We hear many conflicting claims about what the participants in the January 6, 2021, insurrection thought they were doing. Did Republicans in various states who were doing the prep work for Trump’s efforts to steal the election know that what they were doing might be construed someday as a criminal conspiracy to subvert the Constitution? Or were they trying to protect what they viewed as the legitimate democratic process, however ignorantly? To put it another way, were they Donald Trump’s dupes, or his accomplices?
One important bit of evidence is whether they acted like they were engaged in something that was highly inappropriate, if not illegal.
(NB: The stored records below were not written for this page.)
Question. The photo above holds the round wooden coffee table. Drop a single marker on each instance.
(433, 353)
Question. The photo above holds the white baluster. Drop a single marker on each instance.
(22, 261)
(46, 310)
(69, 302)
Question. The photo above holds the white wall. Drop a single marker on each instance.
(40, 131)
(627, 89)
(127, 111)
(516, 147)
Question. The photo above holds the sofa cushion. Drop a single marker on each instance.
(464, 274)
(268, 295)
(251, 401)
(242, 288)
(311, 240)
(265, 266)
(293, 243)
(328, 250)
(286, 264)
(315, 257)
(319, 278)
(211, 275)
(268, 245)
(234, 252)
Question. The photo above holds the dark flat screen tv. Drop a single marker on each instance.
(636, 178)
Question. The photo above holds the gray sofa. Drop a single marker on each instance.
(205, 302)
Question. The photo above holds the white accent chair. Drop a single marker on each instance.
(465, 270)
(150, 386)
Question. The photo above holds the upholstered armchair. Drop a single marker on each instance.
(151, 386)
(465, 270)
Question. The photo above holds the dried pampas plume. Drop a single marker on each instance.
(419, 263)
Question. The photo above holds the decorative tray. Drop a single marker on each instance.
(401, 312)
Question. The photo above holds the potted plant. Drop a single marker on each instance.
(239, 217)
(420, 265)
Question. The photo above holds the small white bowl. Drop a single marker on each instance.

In one case that has now come to light, Trump’s agents were unquestionably trying to hide their tracks, as the Washington Post reports:
A staffer for Donald Trump’s presidential campaign instructed Republicans planning to cast electoral college votes for Trump in Georgia despite Joe Biden’s victory to operate in “complete secrecy,” an email obtained by The Washington Post shows.
“I must ask for your complete discretion in this process,” wrote Robert Sinners, the campaign’s election operations director for Georgia, the day before the 16 Republicans gathered at the Georgia Capitol to sign certificates declaring themselves duly elected. “Your duties are imperative to ensure the end result — a win in Georgia for President Trump — but will be hampered unless we have complete secrecy and discretion.”
Observers may differ as to whether the fake electors obeyed the instructions to keep their proceedings secret. One of them, state GOP chairman David Shafer, claims he invited TV cameras into the session. And at the time, the Atlanta Journal-Constitution published a photo of the door in the State Capitol behind which they met:
But if the Trump campaign was trying to keep the meeting (and others like it in other states) under wraps, it might contribute to the impression of a coordinated assault on the process set out in the U.S. Constitution and the Electoral Count Act of 1887 for designating presidential election. The topic has drawn interest from both federal and local prosecutors, notes the Post:
Deputy Attorney General Lisa Monaco confirmed in January that the Justice Department is investigating whether what she termed “fraudulent elector certifications” violated federal law. In Georgia, Fulton County District Attorney Fani Willis is investigating whether the appointment of fake Trump electors broke state law, said two people familiar with the probe, who, like others, spoke on the condition of anonymity to discuss sensitive law enforcement matters.
Some of the fake electors and their would-be Trump campaign handlers may retreat to the Keystone Kops defense that they were too poorly organized to conspire to do anything. But the more they profess innocence, the more you have to wonder if they believe the events of January 6 — both the attempted insurrection by rioters and the attempted election coup by Republican members of Congress — occurred spontaneously.